Desculpem a demora nas respostas aos comentários. Vou tentar responder a todos:

abc: não faço ideia, não encontrei referências. Imagino que será pelo menos umas 2 ou 3 vezes o que gastam os britânicos.

grafonola: A lei diz apenas que são verbas vindas do Estado. Se são as receitas da lei do jogo que são usadas ou não, não vi. É capaz de estar explícito no contrato programa (link na página do COP).

t: Não faço ideia, imagino que sejam exclusivamente verbas da FPF. A FPF, sendo uma entidade de interesse público terá apoios estatais a alguns dos seus investimentos e projectos, mas não sei quanto. Nem acho particularmente relevante, o meu objectivo com a comparação futebolística não é atacar os investimentos com o futebol, mas sim apontar que tendo em conta as diferenças de investimento deve também haver diferenças de exigência, que sem ovos não se fazem omeletes.

bruno: concordo que os projectos que referi são completamente ao lado. O objectivo era apenas comparar números, porque fartei-me de ler opiniões que dão a entender que o investimento público no COP é astronómico. Duas rotundas em qualquer cidade de interior custam quase isso.
Sobre os 17 vs. 22 milhões: mudam os números mas não o objectivo da comparação; continua a ser mais dinheiro. Também concordo que é investimento, deixei a menção entre parêntesis à "despesa" como provocação; e funcionou ;)
Sobre o Vicente Moura: last, but not least. É o protagonista da conclusão (desculpa lá a demora no post). Mas já tinha sido referido em 2 posts: o post sobre as expectativas, da sua exclusiva responsabilidade, e no post sobre a Vanessa Fernandes em que falei também no anúncio da sua renúncia.

joaogon: não pá, quem me dera! Foi em trabalho.

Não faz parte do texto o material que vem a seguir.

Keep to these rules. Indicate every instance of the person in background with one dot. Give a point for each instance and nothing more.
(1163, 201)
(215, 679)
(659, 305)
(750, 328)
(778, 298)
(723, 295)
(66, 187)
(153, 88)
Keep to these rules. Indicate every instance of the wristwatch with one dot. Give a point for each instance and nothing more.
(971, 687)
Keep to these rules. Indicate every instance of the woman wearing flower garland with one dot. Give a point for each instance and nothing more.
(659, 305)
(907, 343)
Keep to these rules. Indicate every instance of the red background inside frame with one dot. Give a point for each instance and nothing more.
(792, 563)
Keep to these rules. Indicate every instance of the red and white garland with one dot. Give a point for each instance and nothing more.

abc: sim, mas em relação a salários eu tenho uma máxima: cada um merece ganhar o que outro está disposto a pagar-lhe. Eu não me importaria com os salários dos gestores públicos desde que os critérios de contratação desses mesmos gestores fossem mais sólidos.

berserck: obrigado pela nota, vou corrigir. Foi lapso motivado pela pressa (o post foi acabado com a minha boleia à minha espera para fazer umas centenas de quilómetros). Mantém-se a validade da comparação, embora diminua drasticamente a escala: há 16 anos Espanha pagava em média mais que nós pagamos agora aos atletas de topo.

Anónimo disse...

Ninguém nega isso (do salário). Agora que eles sejam escolhidos e mantidos de acordo com a sua competência e resultados em vez da cor partidária já parece haver dúvidas não que não haja casos dentro da primeira situação.

Nelson disse...

sim, mas isso já são contas para outros posts. Esta série é sobre os Jogos Olímpicos.